There is also a wheelchair easy access trail with handrail and tapping boards for the visually impaired, which also starts and finishes near the car park.
Along the walking route, there are many benches to sit and observe the wildlife. There is also a small remembrance garden which has been very thoughtfully put together.
Use postcode: NE71 6RJ to get here. Parking is free, you must park in the designated parking areas.
- Coquet Valley/ Alwinton
Where: In the Coquet Valley
Distance from Breamish Valley Cottages: 13 miles/ 25 minute drive
In the valley down from Breamish, you will find yourself lost in rolling hills and woodland: the Coquet Valley. Approximately ten miles to the northwest of Rothbury, lies the village of Alwinton. It is the last village in Upper Coquetdale, surrounded by rolling hills and stunning views. It is a great starting point for walks on the Border Ridge.
There are a number of walks near Alwinton that are more suited to keen walkers who have a good level of fitness. These walks are slightly more challenging but the reward from the top is definitely worth the climb.
Take a look at the map of this circular walk we recommend on our website, that is a circular route.
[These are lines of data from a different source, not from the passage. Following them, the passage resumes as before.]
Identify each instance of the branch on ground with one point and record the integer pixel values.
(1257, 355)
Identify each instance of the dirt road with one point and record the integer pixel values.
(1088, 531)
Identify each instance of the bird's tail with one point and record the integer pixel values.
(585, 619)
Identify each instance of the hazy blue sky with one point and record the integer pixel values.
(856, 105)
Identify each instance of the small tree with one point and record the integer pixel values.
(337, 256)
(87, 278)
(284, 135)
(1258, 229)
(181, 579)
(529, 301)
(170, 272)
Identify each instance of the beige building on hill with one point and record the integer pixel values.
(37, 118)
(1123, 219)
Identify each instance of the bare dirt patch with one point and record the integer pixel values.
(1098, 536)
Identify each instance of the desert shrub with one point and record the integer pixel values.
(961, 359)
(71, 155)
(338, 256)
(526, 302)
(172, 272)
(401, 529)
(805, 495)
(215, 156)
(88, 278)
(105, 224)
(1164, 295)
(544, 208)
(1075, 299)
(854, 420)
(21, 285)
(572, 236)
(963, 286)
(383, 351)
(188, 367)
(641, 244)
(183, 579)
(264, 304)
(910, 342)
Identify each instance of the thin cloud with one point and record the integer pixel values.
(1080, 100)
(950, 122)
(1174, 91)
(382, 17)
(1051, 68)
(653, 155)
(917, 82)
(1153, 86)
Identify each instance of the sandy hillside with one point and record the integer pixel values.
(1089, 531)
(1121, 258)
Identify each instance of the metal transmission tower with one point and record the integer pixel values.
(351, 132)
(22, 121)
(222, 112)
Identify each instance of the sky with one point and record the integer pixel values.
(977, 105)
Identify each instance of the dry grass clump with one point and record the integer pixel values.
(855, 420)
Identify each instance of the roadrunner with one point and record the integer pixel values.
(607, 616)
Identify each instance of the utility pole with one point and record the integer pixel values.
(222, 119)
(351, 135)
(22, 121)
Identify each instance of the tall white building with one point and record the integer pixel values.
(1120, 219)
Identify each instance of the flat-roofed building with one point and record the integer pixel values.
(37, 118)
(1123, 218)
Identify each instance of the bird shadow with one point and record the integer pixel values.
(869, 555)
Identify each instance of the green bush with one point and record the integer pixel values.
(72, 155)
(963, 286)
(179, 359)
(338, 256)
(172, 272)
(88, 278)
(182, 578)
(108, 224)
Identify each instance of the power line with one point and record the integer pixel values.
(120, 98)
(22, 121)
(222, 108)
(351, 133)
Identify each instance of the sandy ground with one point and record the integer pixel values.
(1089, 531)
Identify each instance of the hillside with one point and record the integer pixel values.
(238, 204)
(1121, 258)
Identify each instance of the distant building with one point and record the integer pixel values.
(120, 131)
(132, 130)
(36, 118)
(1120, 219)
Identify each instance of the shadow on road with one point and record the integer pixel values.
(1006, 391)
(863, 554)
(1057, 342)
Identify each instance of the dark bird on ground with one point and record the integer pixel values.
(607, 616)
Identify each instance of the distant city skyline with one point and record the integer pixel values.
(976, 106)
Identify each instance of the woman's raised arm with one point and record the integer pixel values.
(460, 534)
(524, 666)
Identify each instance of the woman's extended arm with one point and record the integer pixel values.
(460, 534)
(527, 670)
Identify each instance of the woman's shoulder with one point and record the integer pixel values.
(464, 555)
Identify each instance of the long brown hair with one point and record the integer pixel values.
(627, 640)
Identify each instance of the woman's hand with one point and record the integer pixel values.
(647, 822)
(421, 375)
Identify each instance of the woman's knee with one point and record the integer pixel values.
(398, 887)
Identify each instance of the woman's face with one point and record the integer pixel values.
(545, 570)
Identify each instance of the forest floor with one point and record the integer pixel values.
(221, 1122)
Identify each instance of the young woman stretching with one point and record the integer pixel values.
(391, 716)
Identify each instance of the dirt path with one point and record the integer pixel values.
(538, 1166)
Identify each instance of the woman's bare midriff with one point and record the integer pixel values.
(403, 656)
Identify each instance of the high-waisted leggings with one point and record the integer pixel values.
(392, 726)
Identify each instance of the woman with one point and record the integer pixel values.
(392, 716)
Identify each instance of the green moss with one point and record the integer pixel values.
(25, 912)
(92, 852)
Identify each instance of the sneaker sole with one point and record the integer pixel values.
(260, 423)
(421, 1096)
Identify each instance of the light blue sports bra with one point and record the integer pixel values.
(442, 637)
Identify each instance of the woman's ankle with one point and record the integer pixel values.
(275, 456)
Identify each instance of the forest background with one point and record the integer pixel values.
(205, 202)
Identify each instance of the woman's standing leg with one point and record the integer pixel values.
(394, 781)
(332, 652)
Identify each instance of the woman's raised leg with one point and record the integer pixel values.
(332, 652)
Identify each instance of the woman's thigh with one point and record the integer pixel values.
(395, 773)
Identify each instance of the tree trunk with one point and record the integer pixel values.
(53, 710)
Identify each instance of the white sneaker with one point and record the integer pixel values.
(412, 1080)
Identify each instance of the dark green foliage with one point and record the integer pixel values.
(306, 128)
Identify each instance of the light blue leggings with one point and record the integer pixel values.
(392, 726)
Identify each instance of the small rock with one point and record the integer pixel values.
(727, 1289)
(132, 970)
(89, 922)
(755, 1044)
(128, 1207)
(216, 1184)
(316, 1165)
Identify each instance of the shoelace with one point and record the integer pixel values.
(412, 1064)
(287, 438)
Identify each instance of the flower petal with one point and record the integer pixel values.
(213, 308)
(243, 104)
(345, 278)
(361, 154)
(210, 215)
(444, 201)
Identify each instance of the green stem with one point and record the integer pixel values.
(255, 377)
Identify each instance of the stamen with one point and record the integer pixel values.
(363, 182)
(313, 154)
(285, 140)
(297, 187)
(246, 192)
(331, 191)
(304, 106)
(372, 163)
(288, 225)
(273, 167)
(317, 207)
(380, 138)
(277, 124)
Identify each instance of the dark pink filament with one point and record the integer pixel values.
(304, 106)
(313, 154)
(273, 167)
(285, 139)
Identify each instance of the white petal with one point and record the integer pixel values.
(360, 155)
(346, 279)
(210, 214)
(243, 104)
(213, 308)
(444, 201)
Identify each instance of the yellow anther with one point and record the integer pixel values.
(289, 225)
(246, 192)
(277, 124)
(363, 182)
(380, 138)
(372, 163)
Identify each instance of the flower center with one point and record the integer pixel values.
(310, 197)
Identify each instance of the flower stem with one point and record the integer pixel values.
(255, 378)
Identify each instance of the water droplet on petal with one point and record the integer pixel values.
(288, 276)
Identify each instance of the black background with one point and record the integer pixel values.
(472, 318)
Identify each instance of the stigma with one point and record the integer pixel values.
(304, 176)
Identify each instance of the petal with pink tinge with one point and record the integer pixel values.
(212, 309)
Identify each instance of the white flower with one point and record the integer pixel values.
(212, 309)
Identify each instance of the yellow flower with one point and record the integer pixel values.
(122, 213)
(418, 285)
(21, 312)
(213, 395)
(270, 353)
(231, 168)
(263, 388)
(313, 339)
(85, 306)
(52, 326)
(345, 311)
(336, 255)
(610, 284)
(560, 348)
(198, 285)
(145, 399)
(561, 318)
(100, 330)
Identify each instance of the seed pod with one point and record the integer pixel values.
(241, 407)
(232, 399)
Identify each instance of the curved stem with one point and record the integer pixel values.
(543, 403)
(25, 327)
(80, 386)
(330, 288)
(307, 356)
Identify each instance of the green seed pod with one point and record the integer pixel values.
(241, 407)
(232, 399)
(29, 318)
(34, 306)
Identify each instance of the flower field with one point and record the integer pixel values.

Otherwise you may choose to walk up Windy Gyle from the village of Alwinton, which is around a seven mile hike, or visit Harbottle Castle for a slightly easier climb.
There is a National Park carpark in the village, but it does get full quickly, so we recommend heading out early to grab a space. Please park considerably.
- Amble Harbour
Distance from Breamish Valley Cottages: 19 miles/ 35 minute drive
Don’t forget to make the most of the Northumberland coastline during the autumn too. Nothing beats a brisk, fresh walk, breathing in that sea air.
Whilst there are over forty miles of coastline to explore, we recommend heading along to Amble harbour.
You can make this a short stroll along the pier or extend the walk by walking along the footpath towards the village of Warkworth. Drop down to the river and enjoy the mix of falling leaves, a sea view and a river walk overlooked by Warkworth Castle.
The reason we want you to head to this part of the coast is to sample the local fish and chips. Freshly caught fish always tastes best at the coast and is the perfect reward after an autumnal walk. Amble is a bustling harbour village and you can watch the fishing boats heading in and out of the harbour, as well as trying to catch a glimpse of the marine life. Dolphins have been frequently spotted off the coast at Amble, so as long as the temperatures haven’t dropped, you may get lucky with what you see.
Plenty of inspiration for walks around Northumberland this autumn, where we promise you will be rewarded with a fantastic display of colour, a crisp breeze and the reward of delicious Northumbrian food and drinks afterwards.